I have never seen a word get only one hit.
I disagree. The idiotic disclaimers are there not because of the idiots that sue, but because of an idiotic legal system that allows it. The people suing are actually quite smart to take advantage of the idiotic system that is currently in place.
My original question, though, was, given the idiotic system we have,
Basically, why is the “don’t try this at home” thing mostly for TV?
Is it simply because no one has yet sued a book publisher or a circus for things he tried to copy from them and got hurt?
And when that day inevitably comes, will we start seeing “don’t try this at home” on book covers, magazine covers, on your circus ticket, etc?
Or is there something fundamentally different, from a legal standpoint, about TV and the obligations of TV show owners?

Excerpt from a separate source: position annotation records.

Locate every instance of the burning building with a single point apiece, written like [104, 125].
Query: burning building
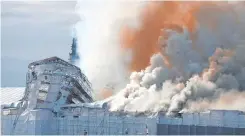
[58, 100]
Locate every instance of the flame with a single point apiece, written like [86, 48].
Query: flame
[156, 17]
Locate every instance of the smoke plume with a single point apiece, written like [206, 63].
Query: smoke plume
[184, 57]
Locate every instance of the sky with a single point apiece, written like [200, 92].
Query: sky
[33, 31]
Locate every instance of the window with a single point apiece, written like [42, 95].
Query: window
[42, 93]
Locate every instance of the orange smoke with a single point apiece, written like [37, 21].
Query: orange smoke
[155, 17]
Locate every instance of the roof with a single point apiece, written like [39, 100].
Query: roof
[11, 94]
[52, 60]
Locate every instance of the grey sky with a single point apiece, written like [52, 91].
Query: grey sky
[32, 31]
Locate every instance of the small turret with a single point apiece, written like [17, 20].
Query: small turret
[73, 56]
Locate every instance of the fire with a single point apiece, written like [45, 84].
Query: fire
[157, 16]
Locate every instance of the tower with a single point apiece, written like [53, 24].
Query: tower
[73, 56]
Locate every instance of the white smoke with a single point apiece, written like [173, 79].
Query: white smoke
[98, 33]
[200, 79]
[187, 86]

But what if you try it outside your home?
But to install the SW you must go over the EULA step (whether you decide to read it or not)

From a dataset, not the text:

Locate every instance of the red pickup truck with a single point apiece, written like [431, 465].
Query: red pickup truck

For a TV show, if you are just channel surfing it is very likely that you will miss the disclaimer of the show you just tuned in to.
So, these are different cases.
For them to have been the same, the SW install process would have to involve the SW splashing the EULA on the screen while the installation was happening, and the installation would finish whether or not you read the EULA. Then, you could legitimately say that you neither read the EULA nor agreed to its terms.

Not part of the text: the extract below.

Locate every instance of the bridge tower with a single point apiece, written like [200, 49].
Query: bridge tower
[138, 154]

As it stands now, you have to actively acknowledge that you accept the terms of the EULA (whether you read it or not) for the installation to go forward.
“I’m an Amateur. Don’t Try This At Work.”
— Old CalMeacham sig line.
I agree that the analogy isn’t perfect. That’s why the show (at least Mythbusters) repeats the disclaimer several times an episode. They also break each “myth” into segments interspersed with breaks that contain the disclaimer, to lessen the chances that you could watch an entire “myth” all the way through without seeing the disclaimer.
The disclaimer is still part of the show. It’s not the show’s fault you didn’t watch the entire thing. If the case went to court and the producers submitted a copy of the show, the disclaimer is still in there.
And you’re just going to walk off with the chain???
What if there was a train that, at every major station, gave passengers the warning “Do not use the electrical outlets because you may be electrocuted”.
But, passengers could still get on and off the train at minor stations.
So, a passenger could get on at a minor station, and then later get off at a minor station before reaching the next major station. This passenger would not hear the warning.
If this passenger got electrocuted from using the electrical outlets, and he toook them to court, could the railway owners say that “well, we do warn them at every major station”? Would that hold up in court?
In case it is not obvious:
OK, you win. It’s obvious that all things that could be emulated by the public need to be taken off TV.
Without slogging through a jillion searches, I’m fairly certain I’ve heard of people doing stupid things because they saw it on TV. How many of the shows emulated had a disclaimer? I don’t recall many. I saw a guy on a cop show jump from building to building. No disclaimer. If I break my neck jumping to the next building, I rate my chances of using “I saw it on TV and he didn’t break his neck” as a basis for a lawsuit to be pretty iffy.
As to the train analogy. Since the “ride” is broken up so that it is impossible to get to “your destination” without passing a “warning station”, you will be exposed to one unless you “get off and walk around it” and “get back on”. Even then, you might be reading with noise cancelling headphones on. What then? Slap you with the warning sign?
Ultimately various questions about what is reasonable, what is forseeable etc are put to a jury and the jury decides, in the US as I understand it. In my experience, smart, logical laypeople can have difficulty (as you appear to be having) grasping the extent to which flexibility based on a jury’s attitude is a cornerstone of the system.
Quite simply, it’s probably more likely that you’ll convince a jury to skewer a wealthy TV company for showing people how to (say) make thermite at home than it is that you’ll convince a jury to skewer some guy with no money who rides his bike no hands down the street, or a TV show that is obvious fiction.
I wonder if part of the rationale for the disclaimer is that there are shows where the viewer is encouraged to “try this at home”. Think of all the home improvement or cooking shows out there, especially on the Discovery family of channels. If someone sees Mythbusters (without warnings) between a show that gives step by step instructions on how to tile a bathroom, and another show that gives similar instructions on how to cook a turkey, there’s a bit of ambiguity about what things the viewer should and should not attempt. An absolutely minuscule amount of ambiguity, true, but perhaps enough to be exploited in court.